What has happened to the solo in jazz? Two performances in Dublin — by Jan Garbarek and the Hilliard Ensemble; and Sean Carpio's Wowos — indicated to Patrick Groenland that there might be a trend away from directional solos towards an adjusted approach to group playing.

Sean Carpio

Witnessing both Sean Carpio’s group the Wowos at the Project Arts Theatre, and Jan Garbarek with the Hilliard Ensemble in St Patrick’s Cathedral in Dublin last October, I couldn’t help but feel that the traditional role of the jazz soloist — as a driving force — is no longer what it used to be, on this side of the Atlantic at least. Put simply, the solo no longer needs to take place. During both concerts there were improvised solo moments, but these were the exception and tended to bring the fluidity of the larger structure into focus.

It’s interesting to examine an earlier style of a soloist like Sonny Rollins, who achieves coherence by making variations on the same melodic fragments embedded into a circular, standard-repertoire form. Compare this approach to the modern Brad Mehldau trio, who compliment Rollins’ formal strictness with less transparent ‘open’ sections that rely heavily on cues for navigation.

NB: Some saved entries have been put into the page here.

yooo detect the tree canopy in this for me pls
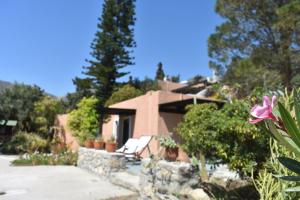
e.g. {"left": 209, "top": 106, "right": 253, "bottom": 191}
{"left": 0, "top": 83, "right": 44, "bottom": 132}
{"left": 155, "top": 62, "right": 165, "bottom": 80}
{"left": 209, "top": 0, "right": 300, "bottom": 90}
{"left": 105, "top": 84, "right": 142, "bottom": 106}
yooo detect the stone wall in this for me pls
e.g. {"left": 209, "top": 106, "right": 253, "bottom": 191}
{"left": 77, "top": 147, "right": 126, "bottom": 177}
{"left": 140, "top": 158, "right": 210, "bottom": 200}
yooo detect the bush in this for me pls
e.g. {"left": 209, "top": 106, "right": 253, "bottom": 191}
{"left": 12, "top": 149, "right": 78, "bottom": 166}
{"left": 253, "top": 140, "right": 297, "bottom": 200}
{"left": 67, "top": 96, "right": 99, "bottom": 144}
{"left": 218, "top": 100, "right": 269, "bottom": 176}
{"left": 1, "top": 132, "right": 47, "bottom": 154}
{"left": 177, "top": 100, "right": 269, "bottom": 177}
{"left": 177, "top": 103, "right": 221, "bottom": 180}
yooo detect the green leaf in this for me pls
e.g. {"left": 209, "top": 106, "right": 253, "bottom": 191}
{"left": 279, "top": 175, "right": 300, "bottom": 181}
{"left": 285, "top": 186, "right": 300, "bottom": 192}
{"left": 293, "top": 90, "right": 300, "bottom": 128}
{"left": 266, "top": 120, "right": 300, "bottom": 157}
{"left": 278, "top": 157, "right": 300, "bottom": 175}
{"left": 278, "top": 102, "right": 300, "bottom": 148}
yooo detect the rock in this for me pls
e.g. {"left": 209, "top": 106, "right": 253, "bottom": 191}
{"left": 139, "top": 158, "right": 201, "bottom": 198}
{"left": 181, "top": 188, "right": 210, "bottom": 200}
{"left": 190, "top": 189, "right": 210, "bottom": 200}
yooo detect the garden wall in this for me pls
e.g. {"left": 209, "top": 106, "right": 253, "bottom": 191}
{"left": 140, "top": 158, "right": 210, "bottom": 200}
{"left": 77, "top": 147, "right": 126, "bottom": 177}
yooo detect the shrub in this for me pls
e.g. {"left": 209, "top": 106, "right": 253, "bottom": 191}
{"left": 67, "top": 96, "right": 99, "bottom": 144}
{"left": 1, "top": 132, "right": 47, "bottom": 154}
{"left": 253, "top": 140, "right": 297, "bottom": 200}
{"left": 177, "top": 100, "right": 269, "bottom": 177}
{"left": 12, "top": 149, "right": 78, "bottom": 166}
{"left": 157, "top": 136, "right": 177, "bottom": 148}
{"left": 33, "top": 96, "right": 62, "bottom": 137}
{"left": 177, "top": 103, "right": 221, "bottom": 180}
{"left": 218, "top": 100, "right": 269, "bottom": 176}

Mehldau also allows for a linear continuity that encourages the band to lose the sense of form during a solo.

The problem with these references is that they are representative of the American jazz mainstream, which relies increasingly on individual virtuosity. Jan Garbarek and Sean Carpio are intriguing because they represent another breed that deliberately reigns in virtuosity in order to serve a wider formal conception. (Both Garbarek and the WoWos are also virtuosic, but in an understated way.)

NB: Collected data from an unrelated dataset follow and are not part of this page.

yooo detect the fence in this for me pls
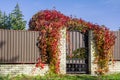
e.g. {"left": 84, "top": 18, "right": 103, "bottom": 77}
{"left": 0, "top": 29, "right": 39, "bottom": 63}
{"left": 66, "top": 31, "right": 120, "bottom": 61}
{"left": 113, "top": 31, "right": 120, "bottom": 60}
{"left": 0, "top": 30, "right": 120, "bottom": 64}
{"left": 66, "top": 31, "right": 85, "bottom": 56}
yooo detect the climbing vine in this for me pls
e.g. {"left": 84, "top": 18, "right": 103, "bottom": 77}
{"left": 29, "top": 10, "right": 115, "bottom": 75}
{"left": 29, "top": 10, "right": 69, "bottom": 73}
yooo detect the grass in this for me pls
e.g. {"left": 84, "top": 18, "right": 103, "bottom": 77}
{"left": 0, "top": 73, "right": 120, "bottom": 80}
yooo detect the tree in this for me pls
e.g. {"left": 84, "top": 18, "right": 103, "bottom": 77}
{"left": 9, "top": 3, "right": 26, "bottom": 30}
{"left": 0, "top": 3, "right": 26, "bottom": 30}
{"left": 0, "top": 10, "right": 3, "bottom": 29}
{"left": 0, "top": 11, "right": 10, "bottom": 29}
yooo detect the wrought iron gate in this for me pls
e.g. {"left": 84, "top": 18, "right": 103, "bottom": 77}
{"left": 66, "top": 31, "right": 88, "bottom": 74}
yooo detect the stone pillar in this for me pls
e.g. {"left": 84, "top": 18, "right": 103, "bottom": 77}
{"left": 59, "top": 28, "right": 66, "bottom": 74}
{"left": 88, "top": 30, "right": 97, "bottom": 75}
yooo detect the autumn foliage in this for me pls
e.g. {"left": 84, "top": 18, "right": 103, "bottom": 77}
{"left": 29, "top": 10, "right": 69, "bottom": 73}
{"left": 29, "top": 10, "right": 115, "bottom": 75}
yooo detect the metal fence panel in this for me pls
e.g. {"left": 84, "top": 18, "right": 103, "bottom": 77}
{"left": 113, "top": 31, "right": 120, "bottom": 60}
{"left": 0, "top": 29, "right": 120, "bottom": 63}
{"left": 0, "top": 29, "right": 39, "bottom": 63}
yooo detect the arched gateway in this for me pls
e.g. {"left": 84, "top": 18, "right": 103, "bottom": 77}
{"left": 29, "top": 9, "right": 115, "bottom": 75}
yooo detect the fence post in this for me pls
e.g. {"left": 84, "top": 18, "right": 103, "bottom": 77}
{"left": 88, "top": 30, "right": 97, "bottom": 75}
{"left": 59, "top": 27, "right": 66, "bottom": 74}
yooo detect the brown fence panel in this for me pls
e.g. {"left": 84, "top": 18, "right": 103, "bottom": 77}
{"left": 66, "top": 31, "right": 85, "bottom": 56}
{"left": 0, "top": 29, "right": 39, "bottom": 63}
{"left": 113, "top": 31, "right": 120, "bottom": 60}
{"left": 0, "top": 29, "right": 120, "bottom": 63}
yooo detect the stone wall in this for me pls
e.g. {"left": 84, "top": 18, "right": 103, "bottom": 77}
{"left": 109, "top": 61, "right": 120, "bottom": 73}
{"left": 88, "top": 30, "right": 97, "bottom": 75}
{"left": 59, "top": 28, "right": 66, "bottom": 74}
{"left": 0, "top": 64, "right": 49, "bottom": 76}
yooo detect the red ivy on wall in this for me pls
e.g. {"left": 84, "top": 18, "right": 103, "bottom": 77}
{"left": 29, "top": 10, "right": 69, "bottom": 73}
{"left": 29, "top": 10, "right": 115, "bottom": 75}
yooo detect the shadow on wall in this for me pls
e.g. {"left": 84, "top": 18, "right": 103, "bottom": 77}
{"left": 0, "top": 41, "right": 19, "bottom": 63}
{"left": 0, "top": 55, "right": 19, "bottom": 63}
{"left": 0, "top": 41, "right": 5, "bottom": 48}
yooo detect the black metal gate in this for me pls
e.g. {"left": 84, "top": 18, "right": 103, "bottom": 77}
{"left": 66, "top": 31, "right": 88, "bottom": 74}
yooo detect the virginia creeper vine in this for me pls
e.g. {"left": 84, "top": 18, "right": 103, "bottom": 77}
{"left": 29, "top": 10, "right": 115, "bottom": 75}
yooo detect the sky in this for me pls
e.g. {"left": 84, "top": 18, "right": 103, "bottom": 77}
{"left": 0, "top": 0, "right": 120, "bottom": 31}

Garbarek’s restraint — often he was fulfilling a more textural role to the Hilliard Ensemble’s foregrounded singing — actually served to highlight the intensity of his curved soprano saxophone playing at full volume. His signature tone (saxophonists claim it defies the limitations of his mouthpiece set-up) is integral to his melodic approach. In one sense Garbarek was ‘soloing’ thoughout the performance — he played obligato lines, ghosting in and out of spaces left by the vocal quartet — but seemingly without serving any linear or harmonic principle.

Each of the six WoWos musicians is an accomplished soloist, so the discipline to their playing in this group was palpable. Carpio, composer and drummer, never actually took a bone fide solo himself, and though Joachim Badenshorst’s clarinet and Ed Rosenberg III’s tenor saxophone often improvised intertwining lines, it was not until guitarist Simon Jermyn featured that it really felt like one player was the main focus, or the driving force.

Carpio himself stayed faithful to the backbeat and to bassist Jeppe Skovbakke, and although the bouncing drive of his time-keeping and the sound of the tambourine on his hi-hat were integral to the sound of the band, Carpio’s drums were effectively the closest link to the jazz tradition in that his fills and subtle variations at least sounded improvised. Despite placing himself at the front of the stage, his function in the group was primarily supportive. Perhaps it is this attention to the shifting roles within a group — and therefore to orchestration in a wider sense — that enables musicians like Garbarek and Carpio to improvise without compromising structural conception.

Published on 2 January 2012

Patrick Groenland is an Irish guitarist and composer. Having studied at the Berklee College of Music, Boston, he is now based in Dublin.